Nesse contexto, o raio de manobra das autoridades econômicas para proteger a economia nacional de ataques especulativos contra a moeda é mínimo, reduzindo-se basicamente à elevação dos juros da dívida pública para compensar o risco soberano e à queima de reservas para financiar os desequilíbrios externos, na esperança de que a tormenta provocada pela inflexão dos fluxos de capitais seja passageira.
O resgate do destino nacional requer uma profunda ruptura com os interesses econômicos e sociais – internos e externos – que sustentam o Plano Real.
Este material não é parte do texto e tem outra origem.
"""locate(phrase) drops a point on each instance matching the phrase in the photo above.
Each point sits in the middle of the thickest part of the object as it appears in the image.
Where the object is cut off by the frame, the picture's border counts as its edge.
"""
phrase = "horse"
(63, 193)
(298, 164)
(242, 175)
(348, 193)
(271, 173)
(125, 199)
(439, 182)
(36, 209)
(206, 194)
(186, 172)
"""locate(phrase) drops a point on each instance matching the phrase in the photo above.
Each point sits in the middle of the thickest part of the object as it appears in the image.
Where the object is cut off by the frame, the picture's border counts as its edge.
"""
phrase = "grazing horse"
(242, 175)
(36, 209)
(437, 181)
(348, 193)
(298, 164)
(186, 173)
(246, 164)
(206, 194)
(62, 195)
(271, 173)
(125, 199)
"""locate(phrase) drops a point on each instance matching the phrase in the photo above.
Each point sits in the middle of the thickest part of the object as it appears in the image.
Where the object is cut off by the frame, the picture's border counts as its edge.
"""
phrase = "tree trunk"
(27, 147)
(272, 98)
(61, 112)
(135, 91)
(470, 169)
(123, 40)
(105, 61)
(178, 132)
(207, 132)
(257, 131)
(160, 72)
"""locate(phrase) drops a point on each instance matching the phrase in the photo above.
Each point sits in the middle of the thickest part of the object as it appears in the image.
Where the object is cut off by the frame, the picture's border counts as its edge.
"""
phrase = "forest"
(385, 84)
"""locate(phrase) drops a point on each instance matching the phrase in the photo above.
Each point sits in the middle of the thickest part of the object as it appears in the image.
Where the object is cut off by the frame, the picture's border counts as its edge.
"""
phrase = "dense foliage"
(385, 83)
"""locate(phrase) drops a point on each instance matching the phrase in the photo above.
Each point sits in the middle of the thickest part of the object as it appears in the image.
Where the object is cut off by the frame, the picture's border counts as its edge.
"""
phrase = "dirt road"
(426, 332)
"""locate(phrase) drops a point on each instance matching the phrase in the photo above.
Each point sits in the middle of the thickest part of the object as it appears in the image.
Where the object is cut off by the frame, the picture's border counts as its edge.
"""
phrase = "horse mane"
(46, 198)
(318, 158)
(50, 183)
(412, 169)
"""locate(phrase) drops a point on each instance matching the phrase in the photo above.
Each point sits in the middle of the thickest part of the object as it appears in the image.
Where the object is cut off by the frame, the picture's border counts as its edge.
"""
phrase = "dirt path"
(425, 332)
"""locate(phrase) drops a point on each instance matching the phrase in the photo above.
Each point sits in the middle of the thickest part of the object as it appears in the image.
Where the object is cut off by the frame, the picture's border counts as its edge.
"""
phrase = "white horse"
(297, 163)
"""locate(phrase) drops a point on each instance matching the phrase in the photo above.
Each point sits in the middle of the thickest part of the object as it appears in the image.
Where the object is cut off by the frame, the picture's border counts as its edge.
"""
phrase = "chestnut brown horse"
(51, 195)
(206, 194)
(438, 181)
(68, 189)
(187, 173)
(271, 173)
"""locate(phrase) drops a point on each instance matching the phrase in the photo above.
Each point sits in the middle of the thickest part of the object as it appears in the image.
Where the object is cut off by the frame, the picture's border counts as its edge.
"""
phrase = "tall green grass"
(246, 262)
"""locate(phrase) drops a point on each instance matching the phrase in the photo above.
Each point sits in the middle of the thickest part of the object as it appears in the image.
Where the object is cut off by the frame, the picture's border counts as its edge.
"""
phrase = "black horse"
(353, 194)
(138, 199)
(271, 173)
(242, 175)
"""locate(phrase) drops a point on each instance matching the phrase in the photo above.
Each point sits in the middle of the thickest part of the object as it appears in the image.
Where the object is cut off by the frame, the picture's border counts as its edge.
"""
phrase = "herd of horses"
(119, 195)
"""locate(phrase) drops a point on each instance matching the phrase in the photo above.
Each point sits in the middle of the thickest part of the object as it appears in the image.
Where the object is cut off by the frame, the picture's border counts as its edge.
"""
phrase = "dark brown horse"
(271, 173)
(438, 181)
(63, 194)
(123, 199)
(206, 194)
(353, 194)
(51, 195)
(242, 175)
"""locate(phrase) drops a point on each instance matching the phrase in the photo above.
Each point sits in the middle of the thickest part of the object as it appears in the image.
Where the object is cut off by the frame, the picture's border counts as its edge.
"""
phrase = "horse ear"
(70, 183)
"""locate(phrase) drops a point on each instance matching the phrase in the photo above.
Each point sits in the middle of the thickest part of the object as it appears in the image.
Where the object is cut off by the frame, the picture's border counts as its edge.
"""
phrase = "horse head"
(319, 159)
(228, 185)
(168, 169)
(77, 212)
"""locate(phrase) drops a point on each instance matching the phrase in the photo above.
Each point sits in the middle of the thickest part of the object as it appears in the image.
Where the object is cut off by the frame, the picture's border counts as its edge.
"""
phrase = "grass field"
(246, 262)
Enquanto a sociedade permanecer submetida aos imperativos do grande capital, sujeita à disciplina implacável das agências de risco e à tutela draconiana dos organismos internacionais, é impossível imaginar uma política econômica com um mínimo de conteúdo nacional e democrático.
O primeiro passo é centralizar o câmbio e estabelecer um rigoroso controle sobre o movimento de capitais a fim de evitar que as divisas sejam dilapidadas no financiamento da fuga de capitais. O segundo é romper com o padrão de acumulação baseado na cópia dos estilos de vida das economias centrais e organizar a economia e a sociedade em função dos interesses estratégicos do conjunto da população. Uma ruptura dessa envergadura é evidentemente impossível sem uma mudança prévia nas bases sociais e políticas do Estado brasileiro.
1. O risco de que o fim da política monetária expansionista dos Estados Unidos provoque crises de dívida externa é objeto da publicação do FMI, “Global Financial Stability Report – Vulnerabilities, Legacies and Policy Challenges – Risks Rotating to Emerging Markets” de outubro, 2015.

2. O efeito da valorização do dólar sobre as economias que fazem parte do elo fraco do sistema capitalista mundial é discutido em IMF, “World Economic Outlook”, de outubro de 2015, especialmente em seu capítulo 3.

3. Ver IMF, World Economic Outlook, october, 2015, Gráfico 1.13, p. 21.

*Professor do Instituto de Economia da Unicamp – IE/UNICAMP. Artigo preparado para o Conselho Regional de Economia do Rio de Janeiro em outubro de 2015.